There's no amount of test training that would fix this sort of issue. The engineers knew they didn't have enough tests and they were making that tradeoff willingly.
So to conclude on this, the focus should be on understanding the mess:
- go for a deeper understanding of specific incidents where you feel something intriguing or interesting happened. Aggregates of all incidents tend to hide messy details, so if you have a bunch of reviews to do, it's probably better to be thorough on one interesting one than being shallow on many of them
- Mental models are how problem solving tends to be done; we understand and predict things based on them. Incidents are amazing opportunities to correct and compare and contrast mental models to make them more accurate or more easy to contextualize
- seek an understanding of how people do their work. There is always a gap between the work as we imagine it to be and what it actually is. The narrower that gap, the more effective our changes are going to be, so focusing on understanding all the nitty gritty details of work and their pressures is going to prove more useful than having super solid numbers
- psychological safety is always essential; the thing that lets us narrow the gap between work as done and work as imagined is going to be whether people feel safe in reporting and describing what they go through. Without psychological safety and good blame awareness, you're going to have a hard time getting good results.

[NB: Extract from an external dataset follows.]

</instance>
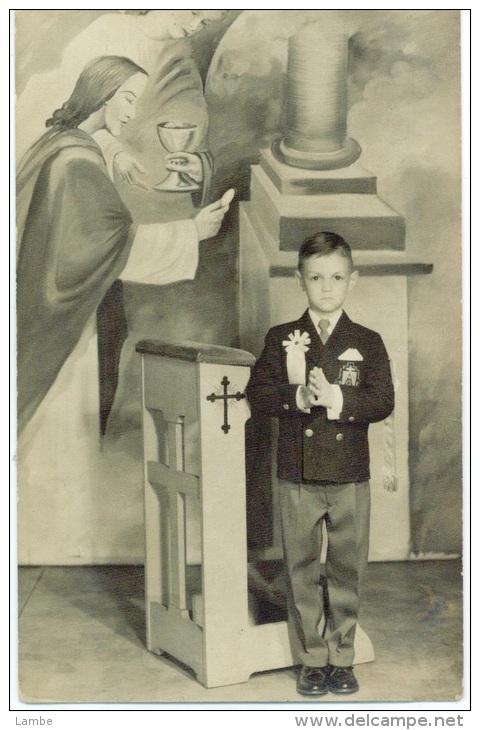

Overall, the idea is that looking for understanding more than causes opens up a lot of doors and makes incidents more valuable.
* I can't legally call myself a software engineer, and technically neither can I be a site reliability engineer, because Quebec considers engineering to be a protected discipline. I however, do not really get to tell American employers what they should give as a job title to people, so I get stuck having titles I can't legally advertise but for which no real non-protected forms exist to communicate. So anywhere you see me referred to any sort of "engineer", that's not an official thing I would choose as a title. It'd be nice to know what the non-engineer-titled equivalent of SRE ought to be.